Friday 6 December 2019

Organ donations helping family to cope

John Byrne (39) was killed crossing the road last Friday as he returned from his local chipper
John Byrne (39) was killed crossing the road last Friday as he returned from his local chipper

A family whose son was killed crossing the road at the weekend have said a decision to donate his organs to help others is helping them deal with their grief.

John Byrne (39) had Down syndrome and attended the Prosper Fingal centre for people with intellectual disabilities in Rush on a daily basis.

The health-conscious man from Oldtown, on the Dublin border with Co Meath, enjoyed one treat of a bag of chips every Friday, and it was when he was on his way back from the local chip shop he was knocked down at a pedestrian crossing.

He was taken to Beaumont Hospital but his head injuries were to prove fatal.

"John was very independent, and got two buses each day to get to Rush," his father Tom told the Herald from their family home.

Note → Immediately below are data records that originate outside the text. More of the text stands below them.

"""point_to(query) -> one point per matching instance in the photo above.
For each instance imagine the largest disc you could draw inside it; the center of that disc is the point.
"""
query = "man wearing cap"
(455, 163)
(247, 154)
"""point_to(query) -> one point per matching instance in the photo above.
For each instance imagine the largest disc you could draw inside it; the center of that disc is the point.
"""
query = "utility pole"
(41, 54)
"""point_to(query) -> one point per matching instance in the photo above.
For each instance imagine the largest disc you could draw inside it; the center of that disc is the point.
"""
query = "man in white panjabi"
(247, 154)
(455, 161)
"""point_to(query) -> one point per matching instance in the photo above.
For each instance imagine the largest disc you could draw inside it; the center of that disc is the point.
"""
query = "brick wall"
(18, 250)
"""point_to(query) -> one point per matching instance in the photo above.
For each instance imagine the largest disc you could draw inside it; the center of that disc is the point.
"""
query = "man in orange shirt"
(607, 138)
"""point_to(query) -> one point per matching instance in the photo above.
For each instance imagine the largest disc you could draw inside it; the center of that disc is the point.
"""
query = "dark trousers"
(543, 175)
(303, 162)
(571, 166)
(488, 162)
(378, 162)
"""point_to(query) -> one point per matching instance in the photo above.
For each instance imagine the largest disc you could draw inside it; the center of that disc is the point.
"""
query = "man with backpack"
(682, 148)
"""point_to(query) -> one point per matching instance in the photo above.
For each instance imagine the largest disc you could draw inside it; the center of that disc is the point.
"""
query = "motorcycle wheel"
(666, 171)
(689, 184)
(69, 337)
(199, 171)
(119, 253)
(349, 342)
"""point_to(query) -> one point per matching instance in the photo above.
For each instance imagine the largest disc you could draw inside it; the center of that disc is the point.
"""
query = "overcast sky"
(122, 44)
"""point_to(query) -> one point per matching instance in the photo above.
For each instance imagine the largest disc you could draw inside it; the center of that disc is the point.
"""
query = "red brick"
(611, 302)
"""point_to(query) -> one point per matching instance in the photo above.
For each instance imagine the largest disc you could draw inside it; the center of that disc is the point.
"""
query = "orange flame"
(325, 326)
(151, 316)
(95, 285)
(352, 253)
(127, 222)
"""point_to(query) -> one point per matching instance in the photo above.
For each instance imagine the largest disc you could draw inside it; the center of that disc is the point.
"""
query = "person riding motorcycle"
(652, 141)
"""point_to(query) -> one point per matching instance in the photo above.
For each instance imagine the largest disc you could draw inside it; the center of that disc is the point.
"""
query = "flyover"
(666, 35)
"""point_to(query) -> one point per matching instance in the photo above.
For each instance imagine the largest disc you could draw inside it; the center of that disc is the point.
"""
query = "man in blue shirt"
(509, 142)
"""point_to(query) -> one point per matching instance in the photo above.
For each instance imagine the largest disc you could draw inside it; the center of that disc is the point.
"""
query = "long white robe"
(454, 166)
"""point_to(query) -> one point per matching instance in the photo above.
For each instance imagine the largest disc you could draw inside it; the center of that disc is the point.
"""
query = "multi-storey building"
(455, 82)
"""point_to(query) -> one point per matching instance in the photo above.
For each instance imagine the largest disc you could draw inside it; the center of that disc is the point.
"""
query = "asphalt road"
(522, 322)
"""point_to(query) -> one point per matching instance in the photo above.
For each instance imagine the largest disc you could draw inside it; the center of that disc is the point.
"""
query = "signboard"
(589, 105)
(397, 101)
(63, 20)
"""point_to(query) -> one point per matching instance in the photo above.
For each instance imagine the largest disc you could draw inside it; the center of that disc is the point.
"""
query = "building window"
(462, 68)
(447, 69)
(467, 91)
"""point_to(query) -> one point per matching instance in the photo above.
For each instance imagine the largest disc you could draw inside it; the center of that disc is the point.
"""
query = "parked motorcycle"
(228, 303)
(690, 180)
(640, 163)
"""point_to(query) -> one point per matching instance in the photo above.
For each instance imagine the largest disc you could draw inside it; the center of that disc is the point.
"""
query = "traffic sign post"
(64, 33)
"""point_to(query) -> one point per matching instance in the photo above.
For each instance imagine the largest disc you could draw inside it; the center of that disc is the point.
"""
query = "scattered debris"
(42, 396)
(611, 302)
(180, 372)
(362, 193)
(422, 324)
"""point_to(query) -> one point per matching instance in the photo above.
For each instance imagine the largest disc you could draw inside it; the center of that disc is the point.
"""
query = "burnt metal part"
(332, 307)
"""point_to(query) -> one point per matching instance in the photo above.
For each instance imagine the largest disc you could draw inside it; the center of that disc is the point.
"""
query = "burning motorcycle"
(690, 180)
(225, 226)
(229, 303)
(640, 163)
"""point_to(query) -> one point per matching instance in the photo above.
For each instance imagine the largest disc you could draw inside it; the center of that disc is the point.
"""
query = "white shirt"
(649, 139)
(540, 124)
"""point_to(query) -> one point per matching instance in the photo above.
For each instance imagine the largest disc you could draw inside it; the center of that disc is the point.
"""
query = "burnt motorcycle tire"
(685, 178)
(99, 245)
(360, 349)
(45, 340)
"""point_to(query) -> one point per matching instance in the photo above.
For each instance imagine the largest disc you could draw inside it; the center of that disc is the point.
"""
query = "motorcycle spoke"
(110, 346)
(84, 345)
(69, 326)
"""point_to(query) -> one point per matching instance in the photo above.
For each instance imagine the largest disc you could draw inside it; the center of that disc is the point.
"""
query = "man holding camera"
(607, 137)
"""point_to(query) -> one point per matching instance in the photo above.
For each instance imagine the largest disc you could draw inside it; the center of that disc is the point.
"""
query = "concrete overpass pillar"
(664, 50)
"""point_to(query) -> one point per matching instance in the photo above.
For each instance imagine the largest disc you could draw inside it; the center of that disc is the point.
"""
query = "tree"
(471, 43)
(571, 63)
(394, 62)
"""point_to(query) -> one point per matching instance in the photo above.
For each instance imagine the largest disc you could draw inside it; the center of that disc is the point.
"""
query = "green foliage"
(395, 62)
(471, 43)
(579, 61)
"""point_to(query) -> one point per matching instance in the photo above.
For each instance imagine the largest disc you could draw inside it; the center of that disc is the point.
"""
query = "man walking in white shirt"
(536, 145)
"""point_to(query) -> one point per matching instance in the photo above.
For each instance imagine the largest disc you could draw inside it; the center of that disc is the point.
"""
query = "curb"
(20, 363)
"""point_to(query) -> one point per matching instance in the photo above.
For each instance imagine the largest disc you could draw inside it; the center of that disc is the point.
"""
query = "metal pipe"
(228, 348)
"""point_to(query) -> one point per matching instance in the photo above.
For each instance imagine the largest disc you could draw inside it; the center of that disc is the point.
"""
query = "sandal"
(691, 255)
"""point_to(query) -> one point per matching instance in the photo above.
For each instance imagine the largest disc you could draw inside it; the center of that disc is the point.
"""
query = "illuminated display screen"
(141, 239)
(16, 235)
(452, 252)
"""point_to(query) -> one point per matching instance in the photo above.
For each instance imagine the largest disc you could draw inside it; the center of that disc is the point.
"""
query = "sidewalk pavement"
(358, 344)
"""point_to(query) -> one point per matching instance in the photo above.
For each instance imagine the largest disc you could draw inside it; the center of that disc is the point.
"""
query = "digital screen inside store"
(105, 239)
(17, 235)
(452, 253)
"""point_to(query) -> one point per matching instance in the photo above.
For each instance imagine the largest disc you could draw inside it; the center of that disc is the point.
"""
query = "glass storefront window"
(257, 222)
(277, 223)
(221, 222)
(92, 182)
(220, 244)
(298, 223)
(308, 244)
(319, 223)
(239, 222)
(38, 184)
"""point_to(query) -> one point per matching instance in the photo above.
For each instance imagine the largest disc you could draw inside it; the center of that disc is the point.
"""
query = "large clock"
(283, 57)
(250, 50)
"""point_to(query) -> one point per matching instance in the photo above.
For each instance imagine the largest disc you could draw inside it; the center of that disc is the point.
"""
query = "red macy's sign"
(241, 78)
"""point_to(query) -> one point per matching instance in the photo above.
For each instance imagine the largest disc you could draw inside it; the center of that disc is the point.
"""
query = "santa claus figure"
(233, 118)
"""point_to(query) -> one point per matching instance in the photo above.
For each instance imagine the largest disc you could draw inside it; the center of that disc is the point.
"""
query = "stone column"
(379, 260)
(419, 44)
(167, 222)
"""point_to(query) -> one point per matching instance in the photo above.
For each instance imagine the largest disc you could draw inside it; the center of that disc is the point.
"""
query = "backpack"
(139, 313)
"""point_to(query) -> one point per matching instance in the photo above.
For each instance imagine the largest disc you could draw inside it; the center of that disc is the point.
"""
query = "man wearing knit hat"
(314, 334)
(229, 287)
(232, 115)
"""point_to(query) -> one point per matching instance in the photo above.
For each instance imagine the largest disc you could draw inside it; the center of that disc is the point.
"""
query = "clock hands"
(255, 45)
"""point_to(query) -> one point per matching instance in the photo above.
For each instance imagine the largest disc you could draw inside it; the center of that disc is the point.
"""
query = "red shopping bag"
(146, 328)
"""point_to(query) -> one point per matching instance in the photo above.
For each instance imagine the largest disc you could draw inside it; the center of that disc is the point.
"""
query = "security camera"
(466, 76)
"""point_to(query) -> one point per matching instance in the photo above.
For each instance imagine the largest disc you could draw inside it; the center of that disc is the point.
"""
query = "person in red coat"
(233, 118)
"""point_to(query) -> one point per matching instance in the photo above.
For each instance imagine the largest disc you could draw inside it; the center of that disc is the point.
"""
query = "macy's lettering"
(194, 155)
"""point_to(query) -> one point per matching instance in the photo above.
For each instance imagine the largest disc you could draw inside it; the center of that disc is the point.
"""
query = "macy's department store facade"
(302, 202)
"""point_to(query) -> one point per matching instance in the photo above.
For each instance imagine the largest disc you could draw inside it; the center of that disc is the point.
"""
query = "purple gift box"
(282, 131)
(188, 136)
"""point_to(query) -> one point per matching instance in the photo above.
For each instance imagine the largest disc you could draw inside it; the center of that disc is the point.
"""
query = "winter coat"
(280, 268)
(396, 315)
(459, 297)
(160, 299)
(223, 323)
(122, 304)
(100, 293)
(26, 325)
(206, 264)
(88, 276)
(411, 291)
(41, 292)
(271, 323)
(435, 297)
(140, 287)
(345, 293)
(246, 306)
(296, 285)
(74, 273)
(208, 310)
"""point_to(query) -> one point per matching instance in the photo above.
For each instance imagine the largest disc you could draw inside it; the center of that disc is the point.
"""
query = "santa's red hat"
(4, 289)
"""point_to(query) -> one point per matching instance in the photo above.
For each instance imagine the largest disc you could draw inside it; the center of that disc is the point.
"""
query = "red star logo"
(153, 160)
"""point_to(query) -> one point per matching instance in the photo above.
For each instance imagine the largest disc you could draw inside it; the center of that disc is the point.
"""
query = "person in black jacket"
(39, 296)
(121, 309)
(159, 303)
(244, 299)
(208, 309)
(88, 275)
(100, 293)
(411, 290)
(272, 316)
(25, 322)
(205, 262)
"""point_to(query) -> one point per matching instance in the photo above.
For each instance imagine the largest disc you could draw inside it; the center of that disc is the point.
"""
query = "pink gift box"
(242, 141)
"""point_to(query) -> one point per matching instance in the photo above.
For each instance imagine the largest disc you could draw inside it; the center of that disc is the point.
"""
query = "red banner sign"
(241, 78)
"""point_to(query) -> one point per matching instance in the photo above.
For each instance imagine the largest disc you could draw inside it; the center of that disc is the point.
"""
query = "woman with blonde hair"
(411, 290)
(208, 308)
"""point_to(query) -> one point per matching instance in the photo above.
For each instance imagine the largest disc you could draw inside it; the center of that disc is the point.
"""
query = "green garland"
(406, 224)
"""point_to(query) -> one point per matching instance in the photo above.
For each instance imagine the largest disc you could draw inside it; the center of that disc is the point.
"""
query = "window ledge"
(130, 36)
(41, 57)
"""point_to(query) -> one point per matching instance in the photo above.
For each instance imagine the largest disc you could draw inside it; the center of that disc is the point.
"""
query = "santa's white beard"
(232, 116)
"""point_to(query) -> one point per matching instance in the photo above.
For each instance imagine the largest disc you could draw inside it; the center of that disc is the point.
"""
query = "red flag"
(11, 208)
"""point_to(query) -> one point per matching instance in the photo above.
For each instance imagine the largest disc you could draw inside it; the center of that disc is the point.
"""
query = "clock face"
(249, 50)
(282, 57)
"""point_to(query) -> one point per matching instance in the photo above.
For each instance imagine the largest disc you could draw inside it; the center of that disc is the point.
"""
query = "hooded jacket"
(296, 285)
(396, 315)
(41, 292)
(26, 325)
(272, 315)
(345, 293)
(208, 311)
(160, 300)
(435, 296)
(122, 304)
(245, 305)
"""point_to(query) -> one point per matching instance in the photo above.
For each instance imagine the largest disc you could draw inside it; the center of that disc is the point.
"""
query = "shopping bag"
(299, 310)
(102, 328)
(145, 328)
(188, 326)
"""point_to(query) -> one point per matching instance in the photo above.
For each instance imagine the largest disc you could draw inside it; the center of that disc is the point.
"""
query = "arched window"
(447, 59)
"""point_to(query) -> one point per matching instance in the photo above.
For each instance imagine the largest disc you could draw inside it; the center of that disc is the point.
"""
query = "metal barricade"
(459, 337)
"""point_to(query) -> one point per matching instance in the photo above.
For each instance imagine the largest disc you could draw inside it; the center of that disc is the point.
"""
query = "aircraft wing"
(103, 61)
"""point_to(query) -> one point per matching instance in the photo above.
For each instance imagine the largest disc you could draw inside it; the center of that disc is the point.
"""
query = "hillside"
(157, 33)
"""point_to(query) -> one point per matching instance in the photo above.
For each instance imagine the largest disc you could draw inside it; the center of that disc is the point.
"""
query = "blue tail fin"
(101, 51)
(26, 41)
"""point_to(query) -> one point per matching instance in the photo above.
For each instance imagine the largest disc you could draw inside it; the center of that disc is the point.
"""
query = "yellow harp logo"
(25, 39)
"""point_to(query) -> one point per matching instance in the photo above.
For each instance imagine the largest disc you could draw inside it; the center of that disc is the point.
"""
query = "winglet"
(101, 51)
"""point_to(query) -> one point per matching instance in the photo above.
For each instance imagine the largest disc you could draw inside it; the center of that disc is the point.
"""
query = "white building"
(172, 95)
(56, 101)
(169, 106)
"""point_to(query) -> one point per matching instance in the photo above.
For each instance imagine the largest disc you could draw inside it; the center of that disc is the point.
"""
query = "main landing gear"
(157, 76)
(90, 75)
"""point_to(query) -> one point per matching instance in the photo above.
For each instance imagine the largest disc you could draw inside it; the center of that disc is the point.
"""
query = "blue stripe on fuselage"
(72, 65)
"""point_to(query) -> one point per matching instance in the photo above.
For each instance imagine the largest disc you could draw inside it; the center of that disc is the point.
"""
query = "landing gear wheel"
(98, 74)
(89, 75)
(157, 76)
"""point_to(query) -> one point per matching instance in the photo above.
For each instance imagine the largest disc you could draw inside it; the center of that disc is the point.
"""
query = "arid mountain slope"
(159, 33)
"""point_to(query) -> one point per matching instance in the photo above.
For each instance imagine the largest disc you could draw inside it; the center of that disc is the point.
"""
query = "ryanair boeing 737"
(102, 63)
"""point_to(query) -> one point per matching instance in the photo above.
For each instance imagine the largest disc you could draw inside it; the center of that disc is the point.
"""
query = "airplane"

"This incident has been really traumatic. It is the most difficult thing to happen in our lives.

"He was on life-support in Beaumont and we initially had hope for him, but that hope faded and we were told he was brain dead.

"But when one of the staff suggested organ donation, we knew it would be what John would have wanted.


"As my wife Barbara said to me, if John is alive in other people he is not dead at all.

"John was very healthy. I grow organic vegetables and we eat healthy food, which meant he could have his chips as a treat on a Friday. He didn't smoke or drink, so he ticked all the boxes when it came to organ donation."

Prosper Fingal centre
Prosper Fingal centre

Speaking about John's independence, Tom said being able to get the bus on his own and walk to the chip shop meant the world to him.

"There was a time when there would be a chips treat for everyone in Prosper Fingal on a Friday, but then there was a drive toward more healthy eating and keeping weight down," he said.

"But because John was slim and had a healthy diet he was allowed to continue his treat on a Friday. But the first week he came back to the centre with the chips and there was uproar among the others, so we had to go down to the chipper with him the next week and explain to him and the staff that he would eat the chips there and then go back.

"It became part of his routine and everything went like clockwork after that," said Tom.

"He would cross the road at the same time every Friday at the pedestrian crossing, using the green man.

"Although he was 39 he was only 5ft tall and weighed less than eight stone. To us he was our boy, he was our pal.

"He was a very sociable lad, and loved the discos and meeting people.

"If ever we were out he'd be bringing girls over to us and introducing us, and then asking for their phone numbers. He had a great way with the ladies," Tom added with a smile.

"He loved the GAA. Dublin, Cork and Galway were his favourite teams, and Ireland when playing soccer. He'd wear the jerseys and watch the games."

His brother Daire said John loved the soaps as well.

"Coronation Street was his favourite," he added.

John was knocked down at 1pm on the Whitestown Road in Rush, north Co Dublin.

"Somebody at the scene went through his belongings and found a contact book with our number in it and they rang us to tell us John had been knocked down," said Tom.

"We dropped everything and went straight to Rush and found the scene, but it seemed to take the ambulance a while to arrive, and they were working on John for another while before they brought him to hospital.

"But the doctors in Beaumont told us they were still in the right time-frame to do emergency surgery on a clot on his brain."

However, John could not be saved and he was pronounced dead on Sunday.

"Independence was everything to John, and I think if that was taken away from him he would never have been the same. I don't think he could have taken it if he was left in a wheelchair or brain-damaged," Tom added.

Gardai are reviewing CCTV which captured images of the fatal incident.


They have appealed for witnesses to contact Balbriggan Garda Station on 01 6664500, the garda confidential line on 1800 666111 or any garda station.

The Byrne family has thanked the services that look after organising organ donation, Prosper Fingal, those who work in the Remember Us social group in north Co Dublin, as well as the drivers of the Nifti bus service run under the Rural Transport Programme for all the help and support they offered John during his life and after his death.

John is survived by his parents Tom and Barbara, his brother Daire and his sister Aine. His funeral takes place tomorrow at Our Lady Queen of Peace church in Oldtown at 11am.